BVF Partners L.P. will acquire the securities offered hereby in the ordinary course of its business for investment purposes, and has advised us that it has not entered into any agreements, understandings or arrangements with any underwriters or broker-dealers regarding the sale of these securities.
In connection with its purchase of our securities, BVF Partners L.P. will enter into a voting and standstill agreement pursuant to which, among other things, BVF Partners L.P. will covenant to us that at no time will it exercise any voting control in excess of 19.9% of the then outstanding voting power on any matter brought to a vote of shareholders. To the extent that at any time, BVF Partners L.P. holds securities having voting rights in excess of that specified percentage limit, the coverage shall be the subject of a proxy granted to the Company’s Board of Directors (the “Board”) and the Board shall vote that excess number of shares with the majority of the shareholders voting on any matter brought before them.

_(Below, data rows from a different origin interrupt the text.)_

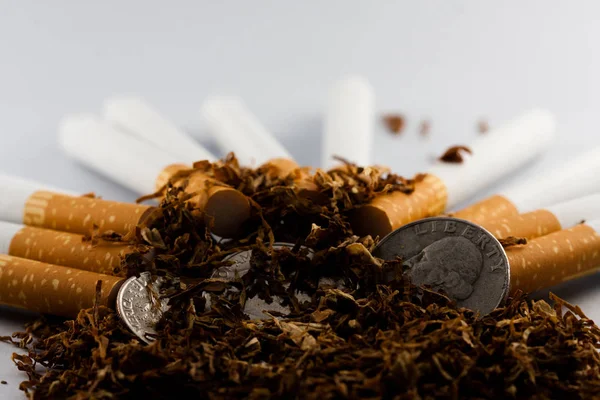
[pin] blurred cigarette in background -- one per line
(578, 177)
(495, 155)
(137, 117)
(137, 165)
(546, 220)
(349, 123)
(236, 129)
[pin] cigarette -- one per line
(577, 178)
(53, 289)
(546, 220)
(137, 117)
(495, 155)
(558, 257)
(33, 204)
(225, 209)
(349, 122)
(61, 248)
(139, 166)
(235, 128)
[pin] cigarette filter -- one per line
(34, 204)
(349, 122)
(236, 129)
(225, 208)
(447, 185)
(547, 220)
(139, 166)
(136, 116)
(52, 289)
(15, 193)
(555, 258)
(60, 248)
(577, 178)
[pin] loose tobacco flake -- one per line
(356, 328)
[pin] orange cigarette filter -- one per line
(53, 289)
(226, 208)
(554, 258)
(392, 210)
(528, 225)
(67, 249)
(78, 214)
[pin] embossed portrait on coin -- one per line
(452, 264)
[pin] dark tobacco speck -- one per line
(373, 336)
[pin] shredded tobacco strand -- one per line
(348, 332)
(453, 154)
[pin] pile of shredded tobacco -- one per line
(355, 335)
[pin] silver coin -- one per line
(456, 256)
(139, 308)
(255, 307)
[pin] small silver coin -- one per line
(456, 256)
(139, 308)
(255, 306)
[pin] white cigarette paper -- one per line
(349, 122)
(136, 116)
(496, 154)
(236, 129)
(8, 231)
(15, 192)
(121, 157)
(572, 212)
(573, 179)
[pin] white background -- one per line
(453, 62)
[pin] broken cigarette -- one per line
(236, 129)
(349, 122)
(447, 185)
(546, 220)
(577, 178)
(33, 204)
(61, 248)
(52, 289)
(138, 165)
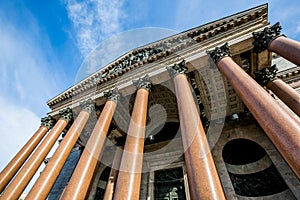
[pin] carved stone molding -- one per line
(87, 105)
(48, 122)
(112, 95)
(219, 52)
(143, 82)
(177, 68)
(262, 39)
(264, 76)
(163, 48)
(66, 114)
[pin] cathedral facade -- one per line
(209, 113)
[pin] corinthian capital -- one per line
(219, 52)
(87, 105)
(262, 39)
(66, 114)
(48, 122)
(264, 76)
(177, 68)
(143, 82)
(112, 95)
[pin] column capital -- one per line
(48, 121)
(143, 82)
(177, 68)
(87, 105)
(66, 114)
(219, 52)
(264, 76)
(112, 95)
(262, 39)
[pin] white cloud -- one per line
(26, 82)
(17, 126)
(94, 20)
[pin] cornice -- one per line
(160, 49)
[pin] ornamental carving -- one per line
(264, 76)
(262, 39)
(87, 105)
(219, 52)
(177, 68)
(112, 95)
(143, 82)
(66, 114)
(48, 122)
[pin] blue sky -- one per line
(43, 43)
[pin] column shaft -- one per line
(19, 183)
(15, 164)
(287, 48)
(109, 191)
(281, 128)
(286, 93)
(46, 180)
(204, 182)
(79, 183)
(129, 178)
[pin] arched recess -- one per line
(250, 169)
(253, 132)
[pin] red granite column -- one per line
(15, 164)
(204, 182)
(46, 180)
(271, 39)
(19, 183)
(281, 128)
(129, 178)
(78, 185)
(109, 191)
(267, 77)
(286, 93)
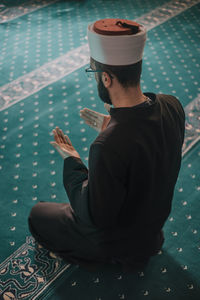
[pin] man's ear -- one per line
(106, 79)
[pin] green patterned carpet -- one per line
(43, 55)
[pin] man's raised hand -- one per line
(63, 144)
(96, 120)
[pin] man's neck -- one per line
(126, 97)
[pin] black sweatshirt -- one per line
(133, 167)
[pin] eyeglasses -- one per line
(89, 71)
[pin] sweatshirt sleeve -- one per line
(75, 180)
(107, 185)
(96, 196)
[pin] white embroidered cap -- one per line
(116, 42)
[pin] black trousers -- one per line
(54, 226)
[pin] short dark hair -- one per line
(127, 75)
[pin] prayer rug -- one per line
(43, 54)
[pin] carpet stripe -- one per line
(38, 79)
(165, 12)
(192, 127)
(14, 12)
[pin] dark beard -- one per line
(103, 92)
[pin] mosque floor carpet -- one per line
(43, 55)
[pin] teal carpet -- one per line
(43, 54)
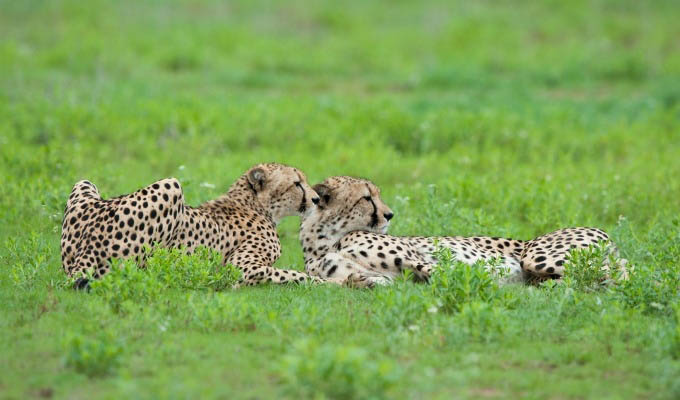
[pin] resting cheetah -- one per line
(240, 224)
(346, 234)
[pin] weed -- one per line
(454, 283)
(336, 371)
(93, 356)
(591, 268)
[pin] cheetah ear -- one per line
(256, 178)
(324, 192)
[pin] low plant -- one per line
(127, 284)
(337, 371)
(454, 284)
(592, 268)
(93, 356)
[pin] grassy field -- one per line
(505, 118)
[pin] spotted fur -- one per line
(347, 234)
(240, 224)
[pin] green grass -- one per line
(486, 117)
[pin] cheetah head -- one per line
(283, 190)
(348, 204)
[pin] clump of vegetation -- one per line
(127, 285)
(592, 268)
(94, 356)
(454, 284)
(313, 370)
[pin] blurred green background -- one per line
(499, 117)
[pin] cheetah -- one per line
(346, 234)
(240, 224)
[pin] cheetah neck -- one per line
(318, 238)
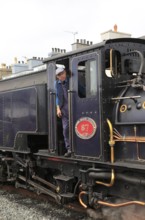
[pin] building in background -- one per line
(5, 70)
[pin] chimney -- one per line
(15, 60)
(115, 28)
(81, 43)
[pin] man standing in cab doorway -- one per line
(62, 86)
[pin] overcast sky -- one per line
(32, 27)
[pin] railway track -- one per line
(71, 211)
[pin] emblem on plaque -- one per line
(85, 128)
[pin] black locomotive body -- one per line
(107, 134)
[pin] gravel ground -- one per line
(16, 207)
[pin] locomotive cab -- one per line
(84, 107)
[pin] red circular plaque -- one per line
(85, 128)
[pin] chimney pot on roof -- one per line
(115, 27)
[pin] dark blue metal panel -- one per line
(18, 112)
(86, 107)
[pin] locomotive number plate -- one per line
(85, 128)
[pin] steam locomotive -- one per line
(106, 127)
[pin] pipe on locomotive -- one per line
(111, 143)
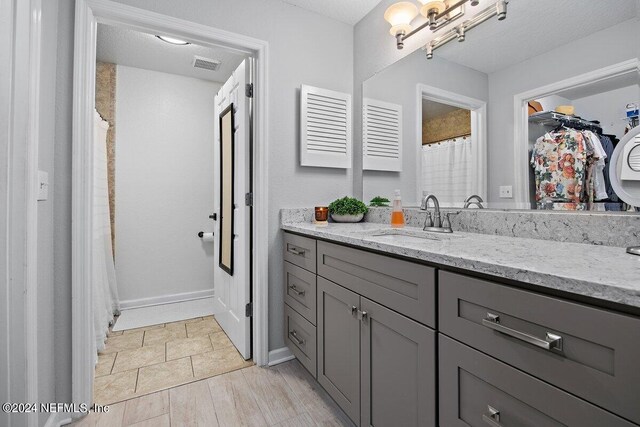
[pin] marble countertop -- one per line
(602, 272)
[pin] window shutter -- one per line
(382, 136)
(325, 128)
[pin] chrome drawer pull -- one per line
(493, 418)
(295, 251)
(294, 335)
(295, 289)
(551, 341)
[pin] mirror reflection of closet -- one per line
(589, 70)
(572, 135)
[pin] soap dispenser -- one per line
(397, 216)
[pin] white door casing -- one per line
(87, 14)
(234, 292)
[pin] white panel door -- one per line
(234, 292)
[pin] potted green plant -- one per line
(347, 209)
(379, 201)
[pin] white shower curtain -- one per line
(105, 292)
(447, 170)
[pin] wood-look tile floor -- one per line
(141, 361)
(285, 395)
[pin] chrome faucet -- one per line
(435, 222)
(470, 201)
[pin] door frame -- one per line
(521, 119)
(478, 110)
(88, 14)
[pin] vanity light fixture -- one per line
(173, 40)
(438, 14)
(400, 15)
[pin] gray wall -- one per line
(304, 48)
(398, 84)
(598, 50)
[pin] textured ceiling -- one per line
(533, 27)
(348, 11)
(606, 85)
(122, 46)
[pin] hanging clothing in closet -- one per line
(559, 160)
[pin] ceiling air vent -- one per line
(205, 63)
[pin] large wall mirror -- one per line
(524, 113)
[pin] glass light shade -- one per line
(428, 5)
(400, 15)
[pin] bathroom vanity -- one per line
(421, 329)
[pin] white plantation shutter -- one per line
(381, 135)
(325, 128)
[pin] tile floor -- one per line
(140, 361)
(285, 395)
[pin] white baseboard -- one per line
(280, 355)
(58, 419)
(165, 299)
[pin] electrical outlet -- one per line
(43, 186)
(506, 192)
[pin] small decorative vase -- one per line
(347, 218)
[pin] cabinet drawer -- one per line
(592, 353)
(300, 291)
(479, 391)
(300, 251)
(301, 338)
(403, 286)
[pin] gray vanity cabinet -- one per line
(378, 365)
(339, 346)
(589, 352)
(365, 324)
(476, 390)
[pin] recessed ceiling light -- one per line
(173, 40)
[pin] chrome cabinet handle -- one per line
(493, 418)
(296, 290)
(550, 342)
(295, 251)
(294, 335)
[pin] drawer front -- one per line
(403, 286)
(301, 338)
(586, 351)
(300, 251)
(300, 291)
(479, 391)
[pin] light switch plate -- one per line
(43, 186)
(506, 192)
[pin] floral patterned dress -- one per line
(560, 162)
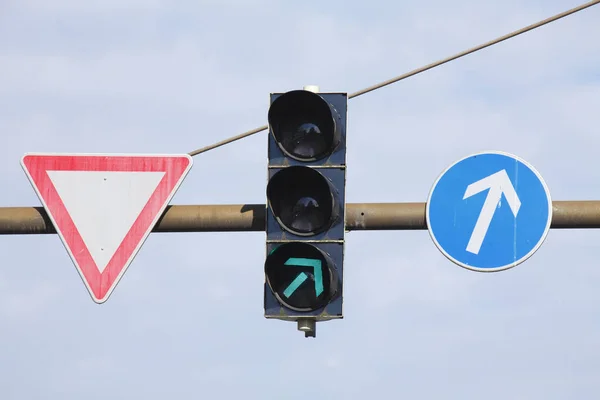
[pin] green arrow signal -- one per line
(305, 262)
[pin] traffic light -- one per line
(306, 207)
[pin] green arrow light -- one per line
(305, 262)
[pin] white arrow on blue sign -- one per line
(489, 211)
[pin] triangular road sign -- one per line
(104, 206)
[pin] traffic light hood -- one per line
(304, 125)
(302, 200)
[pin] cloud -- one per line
(173, 76)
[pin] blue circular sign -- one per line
(489, 211)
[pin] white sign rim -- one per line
(516, 262)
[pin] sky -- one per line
(186, 320)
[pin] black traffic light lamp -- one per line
(306, 207)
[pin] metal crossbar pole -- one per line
(251, 217)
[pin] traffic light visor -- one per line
(302, 200)
(304, 125)
(301, 276)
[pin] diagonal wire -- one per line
(419, 70)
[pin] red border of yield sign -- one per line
(101, 285)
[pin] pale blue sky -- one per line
(186, 321)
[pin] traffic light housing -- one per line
(305, 207)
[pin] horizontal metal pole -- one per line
(251, 217)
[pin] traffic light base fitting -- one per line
(308, 326)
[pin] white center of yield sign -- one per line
(104, 206)
(117, 199)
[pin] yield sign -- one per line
(104, 206)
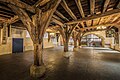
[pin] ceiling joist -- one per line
(95, 16)
(68, 10)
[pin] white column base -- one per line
(75, 49)
(67, 54)
(37, 71)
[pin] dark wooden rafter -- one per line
(95, 26)
(19, 4)
(68, 10)
(92, 7)
(40, 3)
(95, 16)
(61, 15)
(106, 3)
(56, 17)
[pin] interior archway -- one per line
(92, 40)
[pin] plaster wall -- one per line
(28, 44)
(107, 42)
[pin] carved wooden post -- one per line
(48, 36)
(4, 33)
(75, 36)
(36, 26)
(80, 37)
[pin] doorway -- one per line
(17, 45)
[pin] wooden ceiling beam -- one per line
(20, 4)
(7, 16)
(57, 21)
(106, 3)
(95, 16)
(68, 10)
(79, 5)
(61, 15)
(82, 24)
(56, 17)
(95, 26)
(40, 3)
(92, 7)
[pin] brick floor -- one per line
(85, 64)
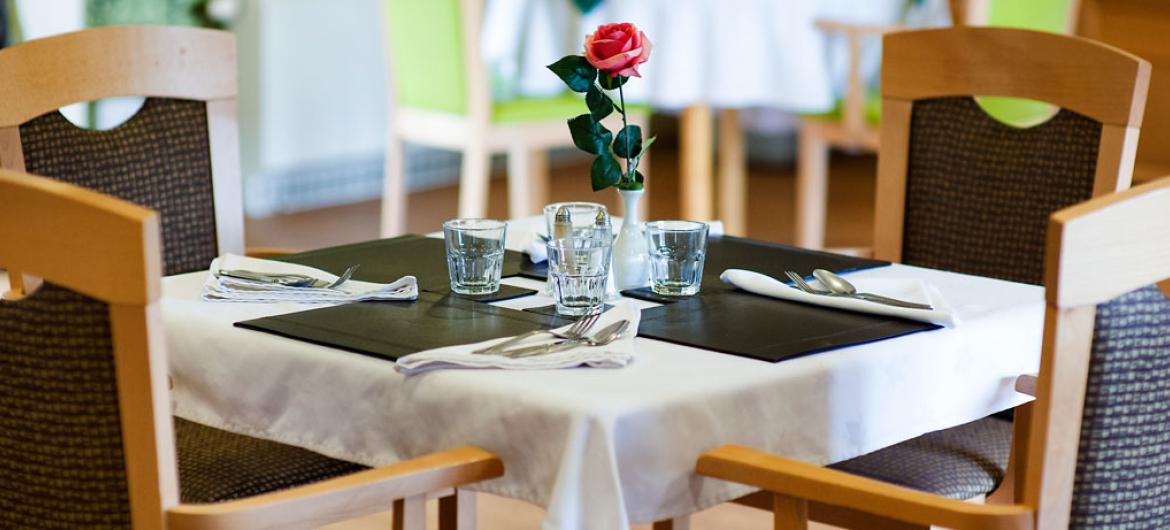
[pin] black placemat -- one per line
(766, 329)
(389, 330)
(384, 261)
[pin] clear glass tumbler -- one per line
(578, 269)
(475, 254)
(583, 217)
(676, 249)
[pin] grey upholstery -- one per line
(959, 462)
(218, 466)
(979, 192)
(1123, 462)
(61, 458)
(159, 159)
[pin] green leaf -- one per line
(599, 104)
(590, 136)
(631, 136)
(605, 172)
(611, 83)
(576, 71)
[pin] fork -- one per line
(573, 332)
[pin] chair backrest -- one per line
(80, 363)
(178, 155)
(961, 191)
(434, 56)
(1099, 453)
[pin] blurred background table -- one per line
(708, 55)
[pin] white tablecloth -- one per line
(600, 448)
(728, 54)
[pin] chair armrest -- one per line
(268, 252)
(344, 497)
(1025, 384)
(800, 480)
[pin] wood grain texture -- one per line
(47, 74)
(1099, 81)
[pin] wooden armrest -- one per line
(1025, 384)
(837, 488)
(268, 252)
(344, 497)
(833, 26)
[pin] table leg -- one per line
(733, 176)
(678, 523)
(695, 184)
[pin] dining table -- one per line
(601, 448)
(708, 57)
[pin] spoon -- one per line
(841, 287)
(605, 336)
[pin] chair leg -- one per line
(678, 523)
(790, 513)
(812, 187)
(393, 192)
(528, 180)
(474, 181)
(411, 514)
(733, 176)
(458, 511)
(695, 184)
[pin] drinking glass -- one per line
(578, 269)
(475, 254)
(676, 249)
(583, 217)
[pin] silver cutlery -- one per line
(841, 287)
(577, 330)
(605, 336)
(288, 279)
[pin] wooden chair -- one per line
(854, 123)
(89, 440)
(441, 97)
(972, 194)
(178, 155)
(1100, 396)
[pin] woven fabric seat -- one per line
(959, 462)
(217, 466)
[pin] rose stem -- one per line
(625, 126)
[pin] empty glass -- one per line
(475, 254)
(583, 217)
(578, 269)
(676, 249)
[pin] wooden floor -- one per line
(770, 218)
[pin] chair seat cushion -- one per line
(217, 466)
(959, 462)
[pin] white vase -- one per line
(631, 256)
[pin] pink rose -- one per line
(618, 49)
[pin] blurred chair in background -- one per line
(853, 124)
(441, 97)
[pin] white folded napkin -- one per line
(231, 289)
(614, 355)
(910, 290)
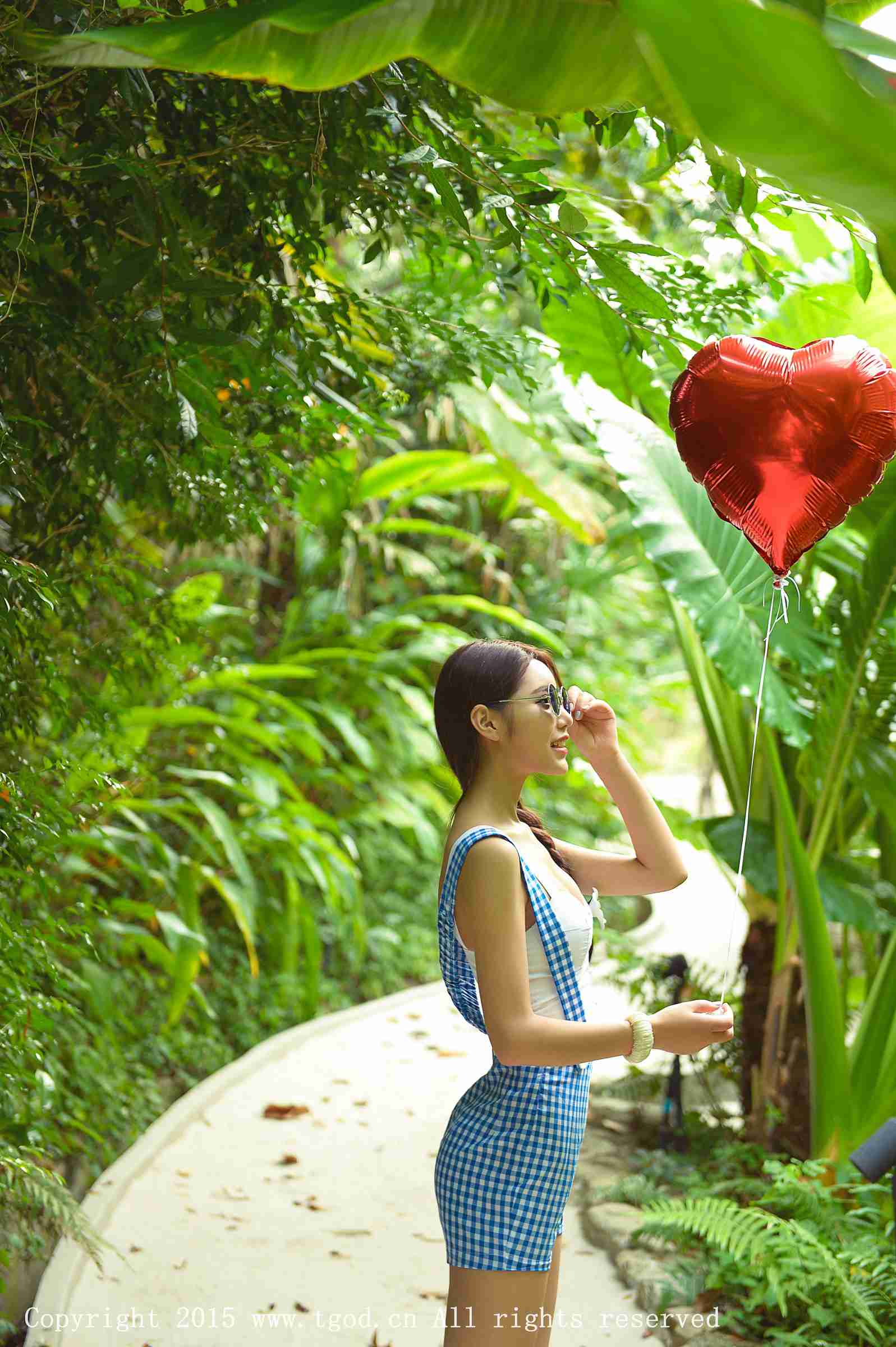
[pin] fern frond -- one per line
(42, 1199)
(760, 1237)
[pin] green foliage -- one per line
(284, 423)
(773, 84)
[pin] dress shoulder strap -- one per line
(457, 973)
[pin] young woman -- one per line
(515, 937)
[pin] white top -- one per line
(577, 920)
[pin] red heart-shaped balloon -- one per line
(784, 439)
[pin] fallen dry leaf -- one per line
(284, 1110)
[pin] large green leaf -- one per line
(767, 85)
(763, 83)
(586, 57)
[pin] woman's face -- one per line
(535, 726)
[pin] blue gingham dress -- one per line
(507, 1160)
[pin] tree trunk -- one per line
(775, 1041)
(756, 958)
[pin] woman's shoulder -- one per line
(519, 834)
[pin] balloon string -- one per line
(780, 585)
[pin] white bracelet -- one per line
(642, 1038)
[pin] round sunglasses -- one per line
(558, 698)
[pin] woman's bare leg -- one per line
(494, 1308)
(544, 1335)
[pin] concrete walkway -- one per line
(321, 1226)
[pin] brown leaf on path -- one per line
(284, 1110)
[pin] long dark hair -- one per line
(485, 671)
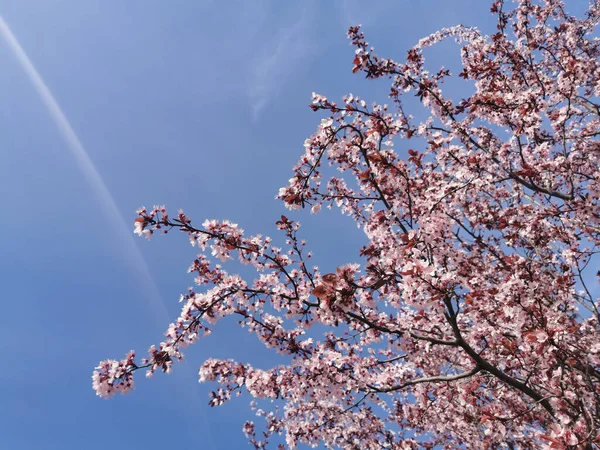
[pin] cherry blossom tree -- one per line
(469, 321)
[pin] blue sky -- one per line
(198, 105)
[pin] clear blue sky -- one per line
(194, 104)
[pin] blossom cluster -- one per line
(469, 320)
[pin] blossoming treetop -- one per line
(469, 321)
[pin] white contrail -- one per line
(130, 250)
(124, 232)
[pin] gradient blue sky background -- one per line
(198, 105)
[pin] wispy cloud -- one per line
(122, 231)
(279, 56)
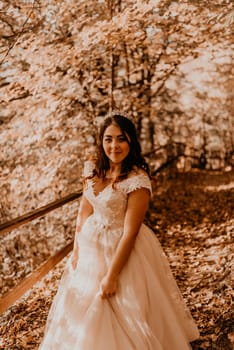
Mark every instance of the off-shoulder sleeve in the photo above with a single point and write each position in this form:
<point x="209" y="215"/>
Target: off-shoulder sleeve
<point x="137" y="181"/>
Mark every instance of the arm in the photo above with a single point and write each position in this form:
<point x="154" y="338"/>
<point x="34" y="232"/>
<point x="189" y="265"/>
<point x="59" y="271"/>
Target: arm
<point x="136" y="208"/>
<point x="85" y="210"/>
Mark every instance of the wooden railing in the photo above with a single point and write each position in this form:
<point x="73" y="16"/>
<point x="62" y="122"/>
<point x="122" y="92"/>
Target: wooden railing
<point x="27" y="283"/>
<point x="41" y="271"/>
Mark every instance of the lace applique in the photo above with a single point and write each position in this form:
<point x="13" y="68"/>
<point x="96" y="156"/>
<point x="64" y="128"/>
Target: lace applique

In addition, BVF Partners L.P. has agreed to a standstill provision whereby it has agreed to limit its direct and indirect interest, including voting securities held by or through affiliates or other entities under common control, to 24.99% of our outstanding voting securities.
BVF Partners L.P. and any of its pledgees, donees, assignees and other successors-in-interest may, from time to time, sell any or all of the securities that are the subject of this prospectus supplement, and may use or deliver this prospectus supplement in connection with any such sales, which sales may be at fixed or negotiated prices, and be effected in ordinary brokerage transactions and transactions in which the broker-dealer solicits purchasers; block trades; purchases by a broker-dealer as principal and resale by the broker-dealer for its account; in privately negotiated transactions; a combination of any such methods of sale; or through any other method permitted pursuant to applicable law.
BVF Partners L.P. and any brokers, dealers or agents, upon effecting the sale of any of the securities that are the subject of this prospectus supplement may be deemed to be “underwriters” as that term is defined under the Securities Act of 1933 or the Securities Exchange Act of 1934, as amended, or the rules and regulations under such acts. In such event, any commissions received by such broker-dealers or agents and any profit on the resale of the securities purchased by them may be deemed to be underwriting commissions or discounts under the Securities Act of 1933.
Other than in the United States, no action has been taken by us or the institutional investor that would permit a public offering of the ADSs or Warrants offered by this prospectus in any jurisdiction where action for that purpose is required. The ADSs and Warrants offered by this prospectus may not be offered or sold, directly or indirectly, nor may this prospectus or any other offering material or advertisements in connection with the offer and sale of any such ADSs or Warrants be distributed or published in any jurisdiction, except under circumstances that will result in compliance with the applicable rules and regulations of that jurisdiction. Persons into whose possession this prospectus comes are advised to inform themselves about and to observe any restrictions relating to the offering and the distribution of this prospectus. This prospectus supplement does not constitute an offer to sell or a solicitation of an offer to buy any ADSs or Warrants offered by this prospectus supplement in any jurisdiction in which such an offer or a solicitation is unlawful.